Wednesday, February 17, 2016

Come away in reckless abandon

Psalm 45

February 17

    Like Proverbs 31 and the Song of Songs (Solomon), one cannot read this psalm and wonder if a woman contributed to the composition of this extremely beautiful psalm. The King James Version introduces this as a “song of loves.” The poetry of the first verse is striking, “my tongue is the pen of a ready writer.”

  If the previous psalm cries out for a lack of response, this psalm resounds with beautiful intimacy. Whether known or not by the author, this is a psalm about the coming Christ, who was as much as a thousand years away in coming the first time (see Heb. 1:8-9). I would encourage you to read Ps. 45 in the exquisite language of the King James Version.

   Within the content of this psalm, we, the reader, identify with the role of the bride of Christ, and the Father of the Warrior is none other but God the Father. We frequently say we love God and Christ loves the church, but few passages of Scripture capture the emotionalism of such love in the sense of grandeur and poise and grace. As you read this psalm, ask yourself, “Do I truly love Christ? Do I understand God’s love for me?”

    "Hearken, O daughter, and consider, and incline thine ear; forget also thine own people, and thy father's house; So shall the king greatly desire thy beauty: for he is thy Lord; and worship thou him."
As a man, I often find it hard to identify a love relationship with Christ as a bridegroom and myself as the bride, the church.

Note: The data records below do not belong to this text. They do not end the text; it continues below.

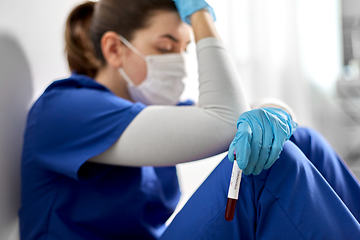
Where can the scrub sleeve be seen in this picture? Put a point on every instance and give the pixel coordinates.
(66, 197)
(307, 194)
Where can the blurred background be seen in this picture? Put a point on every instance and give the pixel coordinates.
(303, 52)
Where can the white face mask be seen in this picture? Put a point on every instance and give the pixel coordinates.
(163, 84)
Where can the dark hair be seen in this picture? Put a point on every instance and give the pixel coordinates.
(88, 22)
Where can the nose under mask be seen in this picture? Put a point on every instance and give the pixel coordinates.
(163, 84)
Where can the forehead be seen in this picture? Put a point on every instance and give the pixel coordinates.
(163, 23)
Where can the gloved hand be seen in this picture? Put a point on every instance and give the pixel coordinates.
(188, 7)
(260, 138)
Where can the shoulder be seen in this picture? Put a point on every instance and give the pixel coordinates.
(79, 99)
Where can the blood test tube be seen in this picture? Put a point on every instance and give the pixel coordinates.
(233, 191)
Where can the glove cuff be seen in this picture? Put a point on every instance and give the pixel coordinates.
(186, 16)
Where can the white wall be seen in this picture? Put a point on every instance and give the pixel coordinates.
(31, 56)
(351, 7)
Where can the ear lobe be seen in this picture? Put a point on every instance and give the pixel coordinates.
(112, 49)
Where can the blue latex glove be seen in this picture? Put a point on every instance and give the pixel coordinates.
(188, 7)
(260, 138)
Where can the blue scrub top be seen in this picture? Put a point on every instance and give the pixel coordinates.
(65, 197)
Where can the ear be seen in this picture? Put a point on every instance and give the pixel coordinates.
(113, 49)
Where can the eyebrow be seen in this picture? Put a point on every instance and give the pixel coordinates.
(172, 38)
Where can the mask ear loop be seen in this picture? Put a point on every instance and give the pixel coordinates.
(129, 45)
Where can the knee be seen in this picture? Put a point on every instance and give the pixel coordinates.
(310, 141)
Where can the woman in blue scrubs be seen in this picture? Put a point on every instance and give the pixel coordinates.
(100, 146)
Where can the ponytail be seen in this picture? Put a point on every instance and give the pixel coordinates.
(78, 45)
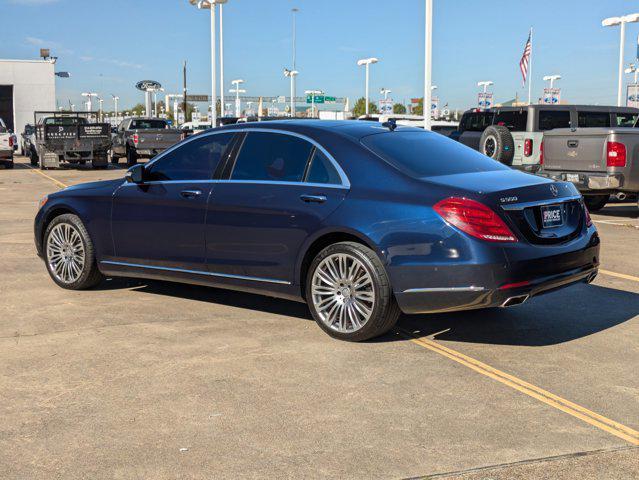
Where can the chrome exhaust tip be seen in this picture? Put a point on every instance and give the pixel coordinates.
(517, 300)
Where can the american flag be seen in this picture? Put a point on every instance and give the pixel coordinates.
(525, 59)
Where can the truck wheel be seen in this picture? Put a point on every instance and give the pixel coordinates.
(69, 254)
(131, 157)
(596, 202)
(497, 143)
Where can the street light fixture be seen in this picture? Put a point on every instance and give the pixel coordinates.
(237, 92)
(292, 74)
(210, 5)
(367, 62)
(614, 21)
(551, 79)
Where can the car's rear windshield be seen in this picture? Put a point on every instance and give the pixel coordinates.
(425, 154)
(64, 121)
(143, 124)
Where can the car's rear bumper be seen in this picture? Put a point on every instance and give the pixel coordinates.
(492, 285)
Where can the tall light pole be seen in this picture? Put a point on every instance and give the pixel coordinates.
(292, 74)
(428, 62)
(237, 91)
(367, 62)
(611, 22)
(312, 93)
(551, 79)
(210, 5)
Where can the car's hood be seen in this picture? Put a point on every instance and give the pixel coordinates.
(488, 182)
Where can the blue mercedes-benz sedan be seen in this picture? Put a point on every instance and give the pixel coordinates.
(362, 221)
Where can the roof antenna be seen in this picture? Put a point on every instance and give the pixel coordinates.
(391, 124)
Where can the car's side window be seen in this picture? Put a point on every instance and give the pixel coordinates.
(195, 160)
(322, 170)
(266, 156)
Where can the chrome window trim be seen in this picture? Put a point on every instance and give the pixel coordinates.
(343, 177)
(198, 272)
(538, 203)
(444, 289)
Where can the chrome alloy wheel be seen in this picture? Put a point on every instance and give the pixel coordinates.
(65, 253)
(343, 293)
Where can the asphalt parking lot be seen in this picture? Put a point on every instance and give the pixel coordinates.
(141, 379)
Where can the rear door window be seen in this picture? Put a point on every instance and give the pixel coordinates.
(272, 157)
(593, 119)
(515, 121)
(549, 119)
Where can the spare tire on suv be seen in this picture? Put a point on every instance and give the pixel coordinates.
(497, 143)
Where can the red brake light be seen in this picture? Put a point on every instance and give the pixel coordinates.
(615, 154)
(475, 219)
(528, 147)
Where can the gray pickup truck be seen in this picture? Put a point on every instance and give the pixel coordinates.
(599, 161)
(142, 138)
(70, 138)
(513, 135)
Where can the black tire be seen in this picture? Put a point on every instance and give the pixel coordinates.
(90, 274)
(385, 310)
(596, 202)
(131, 157)
(497, 143)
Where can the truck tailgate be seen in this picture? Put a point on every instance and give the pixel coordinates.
(582, 150)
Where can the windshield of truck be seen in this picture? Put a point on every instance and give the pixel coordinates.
(65, 121)
(513, 120)
(144, 124)
(626, 119)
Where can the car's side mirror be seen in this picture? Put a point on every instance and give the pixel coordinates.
(135, 174)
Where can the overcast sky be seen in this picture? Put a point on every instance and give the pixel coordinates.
(109, 45)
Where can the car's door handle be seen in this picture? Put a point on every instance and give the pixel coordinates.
(313, 198)
(191, 193)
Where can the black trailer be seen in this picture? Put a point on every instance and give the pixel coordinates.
(71, 138)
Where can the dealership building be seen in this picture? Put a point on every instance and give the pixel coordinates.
(25, 86)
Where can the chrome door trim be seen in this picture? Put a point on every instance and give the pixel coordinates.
(444, 289)
(343, 177)
(197, 272)
(537, 203)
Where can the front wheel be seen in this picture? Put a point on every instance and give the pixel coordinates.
(349, 293)
(69, 254)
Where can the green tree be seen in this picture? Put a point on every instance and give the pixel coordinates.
(360, 107)
(399, 109)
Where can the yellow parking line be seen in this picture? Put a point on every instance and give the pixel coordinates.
(619, 275)
(57, 182)
(555, 401)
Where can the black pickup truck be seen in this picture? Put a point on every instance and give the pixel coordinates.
(141, 137)
(70, 138)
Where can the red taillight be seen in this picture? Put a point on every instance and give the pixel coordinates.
(475, 219)
(588, 219)
(615, 154)
(528, 147)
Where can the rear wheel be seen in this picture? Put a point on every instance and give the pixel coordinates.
(349, 293)
(596, 202)
(69, 254)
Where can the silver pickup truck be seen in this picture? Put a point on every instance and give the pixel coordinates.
(142, 138)
(599, 161)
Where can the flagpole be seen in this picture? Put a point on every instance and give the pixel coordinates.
(530, 70)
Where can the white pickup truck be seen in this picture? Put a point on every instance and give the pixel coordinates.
(6, 145)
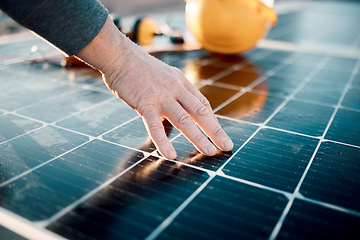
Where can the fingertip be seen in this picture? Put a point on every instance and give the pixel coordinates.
(228, 144)
(171, 154)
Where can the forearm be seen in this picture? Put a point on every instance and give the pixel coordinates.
(68, 24)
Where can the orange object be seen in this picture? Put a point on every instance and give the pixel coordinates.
(229, 26)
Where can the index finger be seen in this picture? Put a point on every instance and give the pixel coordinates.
(203, 115)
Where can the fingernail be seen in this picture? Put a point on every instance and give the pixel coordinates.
(171, 154)
(228, 144)
(210, 150)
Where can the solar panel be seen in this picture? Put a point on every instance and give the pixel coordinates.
(77, 163)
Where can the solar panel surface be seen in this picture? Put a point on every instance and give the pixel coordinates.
(78, 162)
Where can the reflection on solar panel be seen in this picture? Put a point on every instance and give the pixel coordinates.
(77, 162)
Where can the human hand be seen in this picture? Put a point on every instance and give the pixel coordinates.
(156, 91)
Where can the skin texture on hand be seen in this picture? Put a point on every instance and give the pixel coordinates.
(156, 91)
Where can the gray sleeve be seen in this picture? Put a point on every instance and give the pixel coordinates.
(68, 24)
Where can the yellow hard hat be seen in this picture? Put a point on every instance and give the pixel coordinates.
(228, 26)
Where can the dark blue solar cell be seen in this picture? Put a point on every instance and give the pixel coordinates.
(251, 107)
(227, 209)
(134, 204)
(306, 118)
(308, 221)
(43, 192)
(345, 127)
(334, 176)
(272, 158)
(30, 150)
(238, 132)
(320, 92)
(352, 99)
(64, 105)
(13, 126)
(100, 119)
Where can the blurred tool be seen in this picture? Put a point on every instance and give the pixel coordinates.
(229, 26)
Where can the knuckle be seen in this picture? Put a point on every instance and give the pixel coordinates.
(184, 119)
(219, 131)
(154, 127)
(199, 138)
(205, 102)
(202, 110)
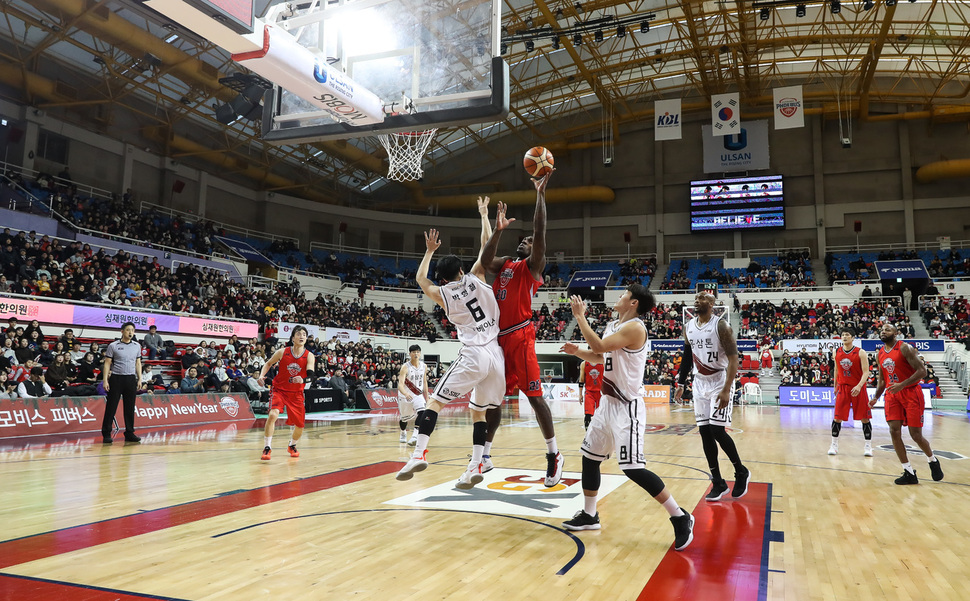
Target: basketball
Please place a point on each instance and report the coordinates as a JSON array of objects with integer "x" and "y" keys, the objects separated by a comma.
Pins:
[{"x": 538, "y": 161}]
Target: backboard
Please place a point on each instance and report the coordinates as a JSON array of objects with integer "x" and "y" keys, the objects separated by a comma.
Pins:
[{"x": 428, "y": 63}]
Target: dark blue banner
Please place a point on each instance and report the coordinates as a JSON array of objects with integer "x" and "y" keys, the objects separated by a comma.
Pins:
[
  {"x": 589, "y": 279},
  {"x": 901, "y": 270}
]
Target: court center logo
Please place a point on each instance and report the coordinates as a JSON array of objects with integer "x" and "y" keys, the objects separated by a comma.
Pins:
[
  {"x": 506, "y": 492},
  {"x": 229, "y": 405}
]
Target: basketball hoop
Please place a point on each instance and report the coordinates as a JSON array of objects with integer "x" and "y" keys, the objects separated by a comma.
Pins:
[{"x": 405, "y": 151}]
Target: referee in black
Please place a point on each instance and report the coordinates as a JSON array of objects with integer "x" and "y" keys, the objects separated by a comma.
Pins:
[{"x": 121, "y": 375}]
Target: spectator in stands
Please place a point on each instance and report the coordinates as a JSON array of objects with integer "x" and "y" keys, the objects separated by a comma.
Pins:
[
  {"x": 191, "y": 384},
  {"x": 86, "y": 370},
  {"x": 154, "y": 343},
  {"x": 34, "y": 386},
  {"x": 338, "y": 383},
  {"x": 58, "y": 376},
  {"x": 8, "y": 388}
]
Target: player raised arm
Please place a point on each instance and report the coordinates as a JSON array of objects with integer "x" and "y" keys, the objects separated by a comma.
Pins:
[
  {"x": 537, "y": 259},
  {"x": 486, "y": 225},
  {"x": 487, "y": 255},
  {"x": 730, "y": 346},
  {"x": 431, "y": 243}
]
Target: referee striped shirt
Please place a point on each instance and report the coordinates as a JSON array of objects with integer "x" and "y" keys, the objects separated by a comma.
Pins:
[{"x": 123, "y": 356}]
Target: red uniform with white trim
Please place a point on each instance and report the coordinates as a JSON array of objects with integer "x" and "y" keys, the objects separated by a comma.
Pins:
[
  {"x": 848, "y": 372},
  {"x": 907, "y": 404},
  {"x": 593, "y": 383},
  {"x": 514, "y": 288},
  {"x": 288, "y": 394}
]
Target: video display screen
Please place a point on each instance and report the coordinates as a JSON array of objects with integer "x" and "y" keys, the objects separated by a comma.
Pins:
[{"x": 740, "y": 203}]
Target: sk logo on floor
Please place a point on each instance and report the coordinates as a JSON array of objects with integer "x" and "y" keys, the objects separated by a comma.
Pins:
[{"x": 505, "y": 491}]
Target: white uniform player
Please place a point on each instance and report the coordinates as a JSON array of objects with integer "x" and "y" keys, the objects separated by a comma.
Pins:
[
  {"x": 617, "y": 425},
  {"x": 710, "y": 370},
  {"x": 470, "y": 304},
  {"x": 412, "y": 392}
]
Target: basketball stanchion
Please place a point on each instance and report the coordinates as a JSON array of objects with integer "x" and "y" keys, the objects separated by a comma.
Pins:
[{"x": 405, "y": 151}]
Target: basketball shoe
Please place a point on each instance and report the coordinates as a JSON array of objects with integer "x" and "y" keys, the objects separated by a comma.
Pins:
[
  {"x": 470, "y": 477},
  {"x": 741, "y": 479},
  {"x": 417, "y": 463},
  {"x": 683, "y": 530},
  {"x": 554, "y": 464},
  {"x": 583, "y": 521},
  {"x": 908, "y": 478},
  {"x": 718, "y": 490}
]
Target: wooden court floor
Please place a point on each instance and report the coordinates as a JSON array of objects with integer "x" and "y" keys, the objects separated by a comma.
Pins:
[{"x": 194, "y": 514}]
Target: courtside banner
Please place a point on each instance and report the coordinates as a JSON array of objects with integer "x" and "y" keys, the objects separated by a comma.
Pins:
[
  {"x": 818, "y": 396},
  {"x": 63, "y": 415},
  {"x": 726, "y": 114},
  {"x": 667, "y": 118},
  {"x": 901, "y": 270},
  {"x": 96, "y": 316},
  {"x": 789, "y": 110}
]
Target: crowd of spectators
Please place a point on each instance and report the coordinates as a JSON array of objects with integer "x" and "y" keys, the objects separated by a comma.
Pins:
[
  {"x": 769, "y": 323},
  {"x": 947, "y": 317}
]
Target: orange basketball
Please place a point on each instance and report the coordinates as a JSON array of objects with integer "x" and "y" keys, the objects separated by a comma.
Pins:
[{"x": 538, "y": 161}]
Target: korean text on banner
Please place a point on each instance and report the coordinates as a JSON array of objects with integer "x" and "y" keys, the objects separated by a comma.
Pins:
[
  {"x": 726, "y": 114},
  {"x": 667, "y": 119},
  {"x": 789, "y": 108}
]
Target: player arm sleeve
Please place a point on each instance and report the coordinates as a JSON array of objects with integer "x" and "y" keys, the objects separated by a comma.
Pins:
[{"x": 685, "y": 365}]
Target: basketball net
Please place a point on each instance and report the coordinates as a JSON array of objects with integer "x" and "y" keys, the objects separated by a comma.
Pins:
[{"x": 405, "y": 151}]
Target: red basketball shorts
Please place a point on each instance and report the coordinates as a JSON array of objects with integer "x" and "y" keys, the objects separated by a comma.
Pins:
[
  {"x": 292, "y": 402},
  {"x": 858, "y": 404},
  {"x": 521, "y": 364},
  {"x": 907, "y": 406}
]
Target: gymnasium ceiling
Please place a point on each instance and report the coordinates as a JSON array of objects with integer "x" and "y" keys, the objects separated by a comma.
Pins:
[{"x": 872, "y": 60}]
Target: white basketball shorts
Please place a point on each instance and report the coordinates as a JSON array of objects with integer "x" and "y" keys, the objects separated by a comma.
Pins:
[
  {"x": 478, "y": 368},
  {"x": 617, "y": 427},
  {"x": 706, "y": 389}
]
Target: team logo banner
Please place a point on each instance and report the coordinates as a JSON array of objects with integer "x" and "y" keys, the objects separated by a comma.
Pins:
[
  {"x": 726, "y": 114},
  {"x": 666, "y": 125},
  {"x": 745, "y": 150},
  {"x": 789, "y": 111}
]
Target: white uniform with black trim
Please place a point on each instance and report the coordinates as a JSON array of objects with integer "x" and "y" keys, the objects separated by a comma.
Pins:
[
  {"x": 618, "y": 423},
  {"x": 414, "y": 382},
  {"x": 710, "y": 369},
  {"x": 480, "y": 366}
]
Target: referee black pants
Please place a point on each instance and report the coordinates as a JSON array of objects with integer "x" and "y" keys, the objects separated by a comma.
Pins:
[{"x": 120, "y": 387}]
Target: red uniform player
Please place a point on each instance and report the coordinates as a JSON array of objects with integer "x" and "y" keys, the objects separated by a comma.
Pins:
[
  {"x": 851, "y": 374},
  {"x": 518, "y": 279},
  {"x": 900, "y": 371},
  {"x": 591, "y": 378},
  {"x": 296, "y": 368}
]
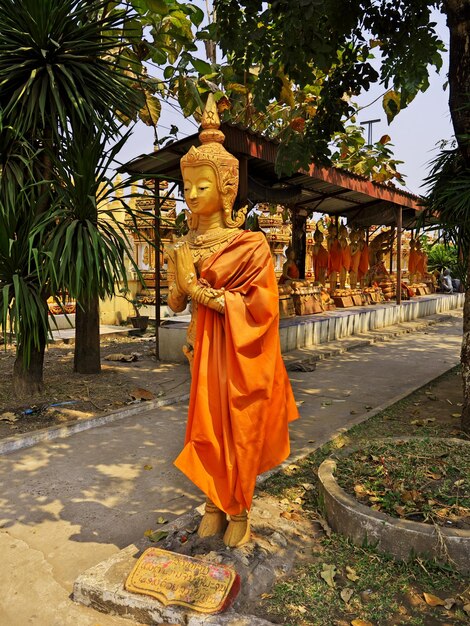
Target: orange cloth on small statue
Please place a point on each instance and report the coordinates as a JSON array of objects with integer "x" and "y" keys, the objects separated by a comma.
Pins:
[
  {"x": 293, "y": 271},
  {"x": 364, "y": 262},
  {"x": 355, "y": 261},
  {"x": 335, "y": 257},
  {"x": 413, "y": 261},
  {"x": 241, "y": 399},
  {"x": 320, "y": 261},
  {"x": 346, "y": 257}
]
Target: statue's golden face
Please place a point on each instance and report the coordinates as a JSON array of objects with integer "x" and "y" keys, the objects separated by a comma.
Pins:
[{"x": 201, "y": 191}]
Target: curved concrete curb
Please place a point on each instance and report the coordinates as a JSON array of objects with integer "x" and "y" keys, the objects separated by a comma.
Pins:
[
  {"x": 401, "y": 538},
  {"x": 26, "y": 440}
]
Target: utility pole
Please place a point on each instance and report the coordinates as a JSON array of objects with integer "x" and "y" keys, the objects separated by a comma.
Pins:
[{"x": 369, "y": 123}]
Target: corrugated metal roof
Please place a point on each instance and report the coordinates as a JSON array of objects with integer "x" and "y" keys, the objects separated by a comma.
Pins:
[{"x": 323, "y": 189}]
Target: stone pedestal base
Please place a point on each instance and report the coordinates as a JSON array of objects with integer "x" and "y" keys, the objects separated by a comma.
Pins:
[{"x": 271, "y": 553}]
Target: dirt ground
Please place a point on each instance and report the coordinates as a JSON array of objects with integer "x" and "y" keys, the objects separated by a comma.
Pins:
[{"x": 68, "y": 396}]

And yet in a platonic, spiritual and nonphysical way, we must rid ourselves of the earthly, distorted view of love and fall without restraints into an abandoned love for our Savior.

   Oswald Chambers first etched the word “abandon” onto my spiritual heart, “stating whenever the realization of God comes, even in the faintest way imaginable, be determined to recklessly abandon yourself, surrendering everything to Him. It is only through abandonment of yourself and your circumstances that you will recognize Him.”

   The psalmist wrote of such abandonment. Like a lover whose fear has been replaced with reckless trust, fall deeply for Christ today, arouse your spiritual passions to follow this King into a relationship of devotion.